While many of the media scandals that have emerged in the nonprofit sector involve illegalities, the real crisis is one of ethics. Far too many of the more common “corrupt” practices that destroy the integrity and erode the reputation of organizations and the sector as a whole, are legal—or at least not illegal. Everyone in the sector sees it—boards that are not rigorous about their stewardship responsibilities; those that are internally conflicted over long spans of time or who practice self-dealing behind a veneer of charity; foundations that exist solely to shelter wealth for the rich; and last, but not least the national and multinational entities that ought be treated almost exactly as Fortune 500 companies in terms of expectations about audits, boards, counsel, controls, compliance, financial integrity, and fundraising checks and balances. Unfortunately, too many of these larger entities believe their status entitles them to immunity and to act with impunity behind closed doors, whether or not they self-deal, because they are doing work with care and compassion! And some of them have been known to lobby hard within the past decade to retain that latitude.
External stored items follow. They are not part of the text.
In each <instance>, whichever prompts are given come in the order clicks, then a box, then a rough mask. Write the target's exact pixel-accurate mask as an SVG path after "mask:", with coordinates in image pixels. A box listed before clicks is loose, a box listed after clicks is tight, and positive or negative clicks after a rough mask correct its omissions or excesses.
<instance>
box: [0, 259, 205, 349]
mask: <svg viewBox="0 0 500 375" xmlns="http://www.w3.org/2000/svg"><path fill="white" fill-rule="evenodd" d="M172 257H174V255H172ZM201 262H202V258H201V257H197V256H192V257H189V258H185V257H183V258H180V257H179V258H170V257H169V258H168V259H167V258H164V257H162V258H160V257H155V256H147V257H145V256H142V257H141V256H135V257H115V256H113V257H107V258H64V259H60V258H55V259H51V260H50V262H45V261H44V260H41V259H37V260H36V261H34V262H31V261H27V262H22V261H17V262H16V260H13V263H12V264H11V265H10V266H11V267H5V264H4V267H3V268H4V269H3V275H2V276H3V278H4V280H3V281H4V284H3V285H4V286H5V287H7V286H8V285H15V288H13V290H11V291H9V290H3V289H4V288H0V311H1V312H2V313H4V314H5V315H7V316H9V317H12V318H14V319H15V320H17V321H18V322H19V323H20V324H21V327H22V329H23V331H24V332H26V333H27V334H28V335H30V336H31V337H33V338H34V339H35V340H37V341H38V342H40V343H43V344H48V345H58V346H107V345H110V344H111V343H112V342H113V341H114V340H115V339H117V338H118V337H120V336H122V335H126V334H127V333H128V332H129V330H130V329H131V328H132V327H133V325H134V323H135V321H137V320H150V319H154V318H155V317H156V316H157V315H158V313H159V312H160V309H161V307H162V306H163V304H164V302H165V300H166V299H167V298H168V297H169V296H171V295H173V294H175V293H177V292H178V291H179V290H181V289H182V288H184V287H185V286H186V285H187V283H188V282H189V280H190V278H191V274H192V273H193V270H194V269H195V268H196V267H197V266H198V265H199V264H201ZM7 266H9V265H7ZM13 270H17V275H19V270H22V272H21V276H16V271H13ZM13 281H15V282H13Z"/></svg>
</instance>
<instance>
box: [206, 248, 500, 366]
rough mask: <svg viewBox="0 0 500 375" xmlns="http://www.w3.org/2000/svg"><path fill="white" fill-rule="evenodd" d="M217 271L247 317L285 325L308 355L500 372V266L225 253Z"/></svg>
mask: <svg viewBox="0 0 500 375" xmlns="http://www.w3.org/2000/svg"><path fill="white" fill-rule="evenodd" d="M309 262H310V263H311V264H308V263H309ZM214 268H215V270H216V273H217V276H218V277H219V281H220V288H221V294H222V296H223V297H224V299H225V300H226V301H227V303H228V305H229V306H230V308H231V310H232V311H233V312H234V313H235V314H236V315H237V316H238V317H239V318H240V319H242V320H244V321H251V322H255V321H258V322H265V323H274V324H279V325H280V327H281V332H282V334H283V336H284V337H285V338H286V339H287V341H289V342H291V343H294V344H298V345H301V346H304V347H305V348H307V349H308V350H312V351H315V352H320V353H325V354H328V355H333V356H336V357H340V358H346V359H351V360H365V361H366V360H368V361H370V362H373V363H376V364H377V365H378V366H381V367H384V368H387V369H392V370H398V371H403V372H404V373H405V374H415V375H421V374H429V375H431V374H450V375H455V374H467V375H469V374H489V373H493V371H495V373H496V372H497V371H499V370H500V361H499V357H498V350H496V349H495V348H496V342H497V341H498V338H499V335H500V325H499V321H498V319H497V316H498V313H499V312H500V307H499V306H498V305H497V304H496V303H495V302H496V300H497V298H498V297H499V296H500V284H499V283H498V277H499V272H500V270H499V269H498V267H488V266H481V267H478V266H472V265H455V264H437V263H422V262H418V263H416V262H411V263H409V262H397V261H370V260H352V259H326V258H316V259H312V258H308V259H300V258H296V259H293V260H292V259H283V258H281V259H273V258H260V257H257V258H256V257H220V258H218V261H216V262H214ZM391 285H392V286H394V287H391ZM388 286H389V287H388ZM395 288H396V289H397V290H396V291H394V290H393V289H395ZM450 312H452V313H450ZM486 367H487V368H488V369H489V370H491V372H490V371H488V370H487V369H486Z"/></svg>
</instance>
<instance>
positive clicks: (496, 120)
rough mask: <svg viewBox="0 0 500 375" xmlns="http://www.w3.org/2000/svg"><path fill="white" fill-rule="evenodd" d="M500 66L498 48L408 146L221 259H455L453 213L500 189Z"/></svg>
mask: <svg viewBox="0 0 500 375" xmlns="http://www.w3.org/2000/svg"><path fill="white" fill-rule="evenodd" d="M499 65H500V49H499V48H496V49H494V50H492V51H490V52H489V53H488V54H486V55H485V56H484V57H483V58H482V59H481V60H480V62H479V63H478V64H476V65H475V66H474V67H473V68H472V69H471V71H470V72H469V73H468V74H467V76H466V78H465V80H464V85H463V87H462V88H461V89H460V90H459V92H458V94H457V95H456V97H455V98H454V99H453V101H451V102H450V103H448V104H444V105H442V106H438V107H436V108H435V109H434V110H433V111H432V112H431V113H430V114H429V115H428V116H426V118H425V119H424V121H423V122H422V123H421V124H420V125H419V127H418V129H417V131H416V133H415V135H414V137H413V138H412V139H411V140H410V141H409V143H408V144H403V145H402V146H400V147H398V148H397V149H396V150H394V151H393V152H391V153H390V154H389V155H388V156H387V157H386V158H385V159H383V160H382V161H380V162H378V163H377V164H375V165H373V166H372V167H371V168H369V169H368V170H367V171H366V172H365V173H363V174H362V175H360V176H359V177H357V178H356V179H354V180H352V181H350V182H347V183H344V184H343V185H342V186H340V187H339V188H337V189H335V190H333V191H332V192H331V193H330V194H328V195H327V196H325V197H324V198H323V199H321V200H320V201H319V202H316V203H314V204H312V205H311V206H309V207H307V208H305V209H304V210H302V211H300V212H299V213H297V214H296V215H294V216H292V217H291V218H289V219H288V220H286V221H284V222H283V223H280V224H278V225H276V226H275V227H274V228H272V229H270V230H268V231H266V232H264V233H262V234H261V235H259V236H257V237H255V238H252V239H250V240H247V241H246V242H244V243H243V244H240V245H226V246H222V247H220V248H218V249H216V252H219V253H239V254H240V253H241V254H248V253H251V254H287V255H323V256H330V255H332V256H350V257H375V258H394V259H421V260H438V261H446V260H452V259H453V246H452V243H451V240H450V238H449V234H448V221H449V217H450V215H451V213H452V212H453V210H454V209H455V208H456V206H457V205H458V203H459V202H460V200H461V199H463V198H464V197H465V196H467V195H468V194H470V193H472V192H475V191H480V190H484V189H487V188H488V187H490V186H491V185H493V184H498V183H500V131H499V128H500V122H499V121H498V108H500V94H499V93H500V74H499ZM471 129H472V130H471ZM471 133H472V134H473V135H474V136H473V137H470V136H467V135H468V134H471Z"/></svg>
Too often and too consistently, the nonprofit sector’s leadership has resisted review in the same terms and to the same effect as corporate America. Much of the “leadership” that has had the time and drive to lobby on the regulatory environment at all has or is well aligned with a particular set of vested interests. I admit I am a skeptic on this, but that is a result of my 35 years of professional experience. While I believe in the importance and mission of our sector, and while I have observed a host of exceptional leaders and governance models, I have great fears that the sector, given the choice, will do exactly what it has done historically, and in fact exactly what the leaders of corporate America are doing now: ragging the puck* with task forces and studies proposing more standards and more voluntary action, while at the same time talking only to fellow “insiders” and true believers. Assertions that regulation will divert time and money from our core missions, and that we should not all be tainted by a few bad apples, prevent us from considering the benefits of meeting the challenge to participate actively in the evolution of a carefully crafted, well tended, well bounded, well refereed, and sun-drenched playing field—and one that need not be “one size fits all,” form over substance, or unduly costly.

As Attorney General of Massachusetts, I developed model enforcement and education programs through strong partnerships and working relationships with all sizes and shapes of nonprofit organizations. I initially faced significant resistance, but fortunately I had the benefit of using an expert advisory panel of sector leaders and advisors to guide my office in developing a wide array of policies in diverse areas. As a result, my office was able to fairly and aggressively enforce the law against the small percentage of criminals, con artists, frauds, and corrupt entities whose actions tainted the integrity of the majority.

I am confident that this kind of public/private work toward strong and reasonable accountability systems can be done at a local level. What we are missing is the kind of positive, proactive advocacy from the sector—at the national level as well—that will help achieve the best balance of imposed and voluntary accountability measures. We must all value, not fear, the principles of democracy—accountability, transparency, disclosure, checks and balances, integrity, openness, robust debate, public and private-sector partnerships, and, above all, civic engagement by all of us, including an educated, active constituency.

* “Ragging the puck” is a hockey term that describes deliberately holding on, circling back, passing back, or otherwise retaining possession of the puck to keep your opponent from scoring.